Companies, paying as much as six-figures for celebrities and others to tout their products on social media outlets, have been the first to get slapped.
Since I started QuickTrim again a few weeks ago, I'm down 6 lbs!!! Yay best feeling. I was getting discouraged but now I'm so motivated!
— Kim Kardashian West (@KimKardashian) October 3, 2012
U can get Quick Trim now https://tinyurl.com/nqbjuq It works! Check out my twitpics! I lost my last 6 lbs fast & toned up! Loving QUICK TRIM
— Kim Kardashian West (@KimKardashian) September 11, 2009
Warner Brothers Home Entertainment was sanctioned for paying influencers to promote its “Middle-Earth: Shadow of Mordor,” video game. Retailer Lord & Taylor was also hit for paying to have dresses promoted online.
So far, the FTC has yet to take action against a celebrity, despite often blatant shilling on social media.
Kim Kardashian, who promoted a sketchy diet supplement called “QuickTrim” for years, frequently mentioned the product without disclosing her endorsement deal.
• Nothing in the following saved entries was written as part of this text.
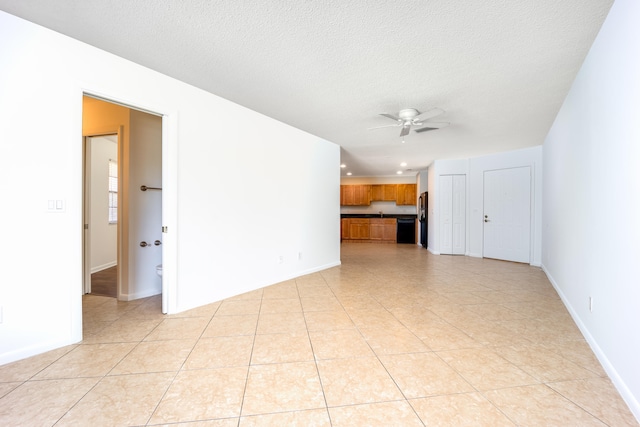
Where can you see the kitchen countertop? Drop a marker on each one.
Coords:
(378, 216)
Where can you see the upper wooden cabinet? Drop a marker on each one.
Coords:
(355, 195)
(383, 192)
(406, 194)
(363, 195)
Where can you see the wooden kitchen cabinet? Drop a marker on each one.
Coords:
(383, 192)
(355, 195)
(359, 229)
(406, 194)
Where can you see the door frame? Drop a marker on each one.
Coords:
(169, 187)
(531, 212)
(86, 212)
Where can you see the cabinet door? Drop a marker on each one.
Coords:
(377, 193)
(362, 195)
(359, 229)
(344, 228)
(390, 192)
(376, 229)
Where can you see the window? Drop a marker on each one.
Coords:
(113, 192)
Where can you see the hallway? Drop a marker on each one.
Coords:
(394, 336)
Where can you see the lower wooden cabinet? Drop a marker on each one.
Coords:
(369, 229)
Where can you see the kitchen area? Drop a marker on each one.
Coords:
(382, 213)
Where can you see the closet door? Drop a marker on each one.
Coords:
(446, 214)
(452, 189)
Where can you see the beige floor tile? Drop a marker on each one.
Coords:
(24, 369)
(155, 356)
(538, 405)
(281, 348)
(282, 305)
(90, 360)
(42, 403)
(383, 414)
(447, 337)
(321, 303)
(219, 352)
(399, 341)
(282, 387)
(281, 323)
(205, 311)
(201, 395)
(178, 328)
(354, 381)
(605, 403)
(221, 326)
(312, 418)
(124, 330)
(224, 422)
(120, 400)
(340, 344)
(327, 320)
(485, 370)
(5, 388)
(424, 375)
(467, 409)
(235, 307)
(281, 290)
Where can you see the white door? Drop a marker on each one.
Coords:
(458, 215)
(507, 214)
(452, 214)
(145, 207)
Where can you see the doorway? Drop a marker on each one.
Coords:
(139, 213)
(507, 214)
(100, 213)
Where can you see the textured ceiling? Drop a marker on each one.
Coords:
(499, 68)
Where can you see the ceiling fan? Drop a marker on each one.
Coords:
(411, 117)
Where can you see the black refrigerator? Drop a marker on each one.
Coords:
(422, 217)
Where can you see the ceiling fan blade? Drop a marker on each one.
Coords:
(429, 114)
(385, 126)
(431, 126)
(390, 116)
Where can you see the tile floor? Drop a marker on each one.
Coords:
(393, 337)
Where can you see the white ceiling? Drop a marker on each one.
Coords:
(500, 69)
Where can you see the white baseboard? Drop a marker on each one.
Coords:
(618, 382)
(103, 266)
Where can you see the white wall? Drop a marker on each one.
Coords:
(246, 189)
(104, 235)
(592, 199)
(438, 168)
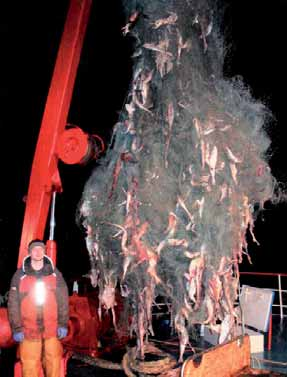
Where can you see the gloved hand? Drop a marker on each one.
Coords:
(18, 336)
(62, 332)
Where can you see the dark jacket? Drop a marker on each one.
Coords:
(38, 320)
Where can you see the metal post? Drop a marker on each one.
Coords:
(280, 297)
(269, 346)
(52, 218)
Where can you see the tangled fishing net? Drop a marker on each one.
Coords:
(168, 208)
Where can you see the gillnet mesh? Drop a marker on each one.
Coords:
(167, 210)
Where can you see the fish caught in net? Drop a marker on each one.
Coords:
(167, 209)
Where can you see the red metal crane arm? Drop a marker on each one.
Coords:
(44, 178)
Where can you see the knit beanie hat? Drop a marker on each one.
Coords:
(35, 243)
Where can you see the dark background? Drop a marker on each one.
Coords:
(255, 32)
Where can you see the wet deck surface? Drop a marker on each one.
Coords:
(275, 360)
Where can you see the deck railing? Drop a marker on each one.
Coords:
(277, 282)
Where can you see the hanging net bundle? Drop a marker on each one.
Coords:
(169, 207)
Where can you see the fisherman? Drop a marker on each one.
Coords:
(38, 312)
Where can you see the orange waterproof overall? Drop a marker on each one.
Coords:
(39, 321)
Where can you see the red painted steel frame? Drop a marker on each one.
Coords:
(44, 177)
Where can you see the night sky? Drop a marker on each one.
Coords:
(30, 34)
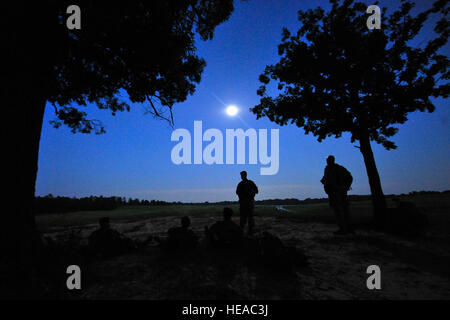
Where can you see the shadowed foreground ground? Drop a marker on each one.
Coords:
(411, 268)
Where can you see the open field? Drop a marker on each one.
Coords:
(411, 268)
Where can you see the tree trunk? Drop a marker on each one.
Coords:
(19, 239)
(23, 92)
(378, 199)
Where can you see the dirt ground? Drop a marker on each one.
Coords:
(410, 268)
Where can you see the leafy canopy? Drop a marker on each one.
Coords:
(146, 48)
(335, 75)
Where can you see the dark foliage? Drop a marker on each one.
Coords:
(335, 76)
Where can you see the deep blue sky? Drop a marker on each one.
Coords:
(133, 158)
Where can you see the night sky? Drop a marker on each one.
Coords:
(133, 158)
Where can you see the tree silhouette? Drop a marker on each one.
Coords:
(335, 76)
(145, 49)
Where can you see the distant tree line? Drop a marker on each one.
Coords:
(51, 204)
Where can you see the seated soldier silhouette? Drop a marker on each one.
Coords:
(225, 233)
(180, 238)
(107, 241)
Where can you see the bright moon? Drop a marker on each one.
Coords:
(231, 111)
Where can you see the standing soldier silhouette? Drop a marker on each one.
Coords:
(246, 191)
(337, 181)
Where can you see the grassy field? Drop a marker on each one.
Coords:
(437, 206)
(411, 268)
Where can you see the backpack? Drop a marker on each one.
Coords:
(346, 177)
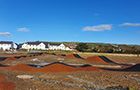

“Ok I’ve been really bad with my eating habits again! I was doing soooo good!!!! Gonna start QuickTrim today! Sticking to it!” she wrote in one 2012 Tweet. It’s typical of the product name-dropping that goes on.
The FTC crackdown has been a longtime coming.
Five years ago, dozens of celebrities, including actress Liz Hurley and singer Lily Allen, were the focus of a probe into celebrity endorsements by the UK’s Office of Fair Trading.
The FTC’s only previous action came in Dec. 2009. It began requiring bloggers to reveal paid endorsements. But the guidelines are voluntary and mostly ignored.
Those who comply with the directive typically add the hastag #sp (sponsored product) or #ad to indicated their endorsement is paid.
But often, the disclosures are buried at the end of a string of hashtags. They’re difficult to spot, according to Ostheimer.
“If consumers don’t read the words, then there is no effective disclosure. If you have seven other hashtags at the end of a tweet and it’s mixed up with all these other things, it’s easy for consumers to skip over that. The real test is, did consumers read it and comprehend it?”
Now, the FTC reportedly wants celebrities to put a disclosure at the beginning of the endorsement.
“We believe consumers put stock in endorsements and we want to make sure they are not being deceived,” Ostheimer said.